According to The Wall Street Journal, investors are wise to consider not only how much risk they can afford to take but also how much risk they can stand to take.
What an investor can afford is mainly driven by their time horizon — how long before they will need the money.
Say you have a child heading to college in the next couple of years. That lessens your ability to take risks in time to recover if the value of your portfolio declines. But if your child won't be in college for 10 years, you can take more risks and ride out the ups and downs in the market.
How much risk you can stand to take — the so-called temperamental tolerance for risk — is harder to pin down. That's prompted financial advisers, brokerage firms and mutual-fund companies to create "risk quizzes" to help people determine whether they are conservative, moderate or aggressive investors.
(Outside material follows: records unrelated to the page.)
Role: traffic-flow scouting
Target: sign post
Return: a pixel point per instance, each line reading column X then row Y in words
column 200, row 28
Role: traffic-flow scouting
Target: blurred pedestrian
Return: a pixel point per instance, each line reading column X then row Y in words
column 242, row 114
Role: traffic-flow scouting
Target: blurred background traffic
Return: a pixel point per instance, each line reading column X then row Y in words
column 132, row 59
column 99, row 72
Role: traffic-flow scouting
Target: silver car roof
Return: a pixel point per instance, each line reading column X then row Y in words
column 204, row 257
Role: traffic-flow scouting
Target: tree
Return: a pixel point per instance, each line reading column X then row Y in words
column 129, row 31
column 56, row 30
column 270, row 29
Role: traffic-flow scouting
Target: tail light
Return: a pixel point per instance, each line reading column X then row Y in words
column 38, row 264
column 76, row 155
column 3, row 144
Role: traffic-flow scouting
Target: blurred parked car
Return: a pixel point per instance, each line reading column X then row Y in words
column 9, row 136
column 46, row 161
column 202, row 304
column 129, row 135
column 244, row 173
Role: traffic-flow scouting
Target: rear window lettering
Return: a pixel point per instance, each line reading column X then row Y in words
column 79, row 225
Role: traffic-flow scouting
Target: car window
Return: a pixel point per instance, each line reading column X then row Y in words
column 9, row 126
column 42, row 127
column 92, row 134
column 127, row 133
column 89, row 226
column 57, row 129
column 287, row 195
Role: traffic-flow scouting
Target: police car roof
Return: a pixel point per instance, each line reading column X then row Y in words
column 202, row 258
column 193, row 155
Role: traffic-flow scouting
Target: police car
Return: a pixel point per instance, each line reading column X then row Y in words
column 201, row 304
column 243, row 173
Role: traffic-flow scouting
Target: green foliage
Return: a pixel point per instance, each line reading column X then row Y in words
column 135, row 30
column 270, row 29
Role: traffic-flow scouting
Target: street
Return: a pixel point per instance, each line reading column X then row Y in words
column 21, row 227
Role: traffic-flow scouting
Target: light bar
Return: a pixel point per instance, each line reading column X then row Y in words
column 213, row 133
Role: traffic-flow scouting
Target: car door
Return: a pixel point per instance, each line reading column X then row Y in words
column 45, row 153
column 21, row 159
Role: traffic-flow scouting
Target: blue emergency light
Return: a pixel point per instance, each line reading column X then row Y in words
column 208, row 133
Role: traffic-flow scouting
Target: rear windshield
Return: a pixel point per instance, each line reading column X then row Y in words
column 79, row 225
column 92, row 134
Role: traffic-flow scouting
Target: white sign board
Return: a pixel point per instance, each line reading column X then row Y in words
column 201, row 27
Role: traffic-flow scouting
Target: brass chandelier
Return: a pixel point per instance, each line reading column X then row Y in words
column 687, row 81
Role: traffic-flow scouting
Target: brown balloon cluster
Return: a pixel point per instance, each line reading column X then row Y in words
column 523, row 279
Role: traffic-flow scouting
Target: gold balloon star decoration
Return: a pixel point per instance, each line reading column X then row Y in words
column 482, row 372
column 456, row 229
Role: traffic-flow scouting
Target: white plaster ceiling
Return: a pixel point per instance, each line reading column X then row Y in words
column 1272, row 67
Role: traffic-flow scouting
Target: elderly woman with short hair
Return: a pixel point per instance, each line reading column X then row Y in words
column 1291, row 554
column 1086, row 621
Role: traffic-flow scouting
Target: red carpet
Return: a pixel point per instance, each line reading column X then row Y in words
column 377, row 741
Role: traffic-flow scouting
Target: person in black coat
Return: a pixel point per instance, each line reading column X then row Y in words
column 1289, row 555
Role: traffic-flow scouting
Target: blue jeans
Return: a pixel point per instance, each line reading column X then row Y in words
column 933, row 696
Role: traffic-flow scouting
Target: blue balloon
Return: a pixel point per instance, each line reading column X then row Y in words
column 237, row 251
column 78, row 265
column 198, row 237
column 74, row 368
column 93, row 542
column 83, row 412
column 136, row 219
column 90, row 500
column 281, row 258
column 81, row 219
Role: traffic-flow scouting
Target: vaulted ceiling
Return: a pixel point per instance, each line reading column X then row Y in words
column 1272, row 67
Most people rank as middle-of-the-road risk-takers.
Experts warn, however, that the quizzes should be used simply as a first step to assessing risk tolerance.
Here are some options for investing, according to The Journal:
Growth stocks and value stocks are important.
Value stocks can enhance investment strategy because they give investors the opportunity to build on solid companies with sound fundamentals. Growth stocks, meanwhile, often are newer, and they have potential for growth. Experts caution that a few of these in your portfolio can increase earnings, but too many might make your portfolio too risky.
- Currency trading is generally risky, and the same is true when it comes to commodities and futures trading. It might be fun to dabble in these realms, but the risk of losing money is higher, experts caution.
- The bulk of your portfolio should not be in cash, but adding cash brings diversity — which can reduce risk — and a foundation of stability.
"Diversification is key," Murphy says. "A lot of people go awry by trying to guess where the market is going. Even the most brilliant people in this field cannot guess that."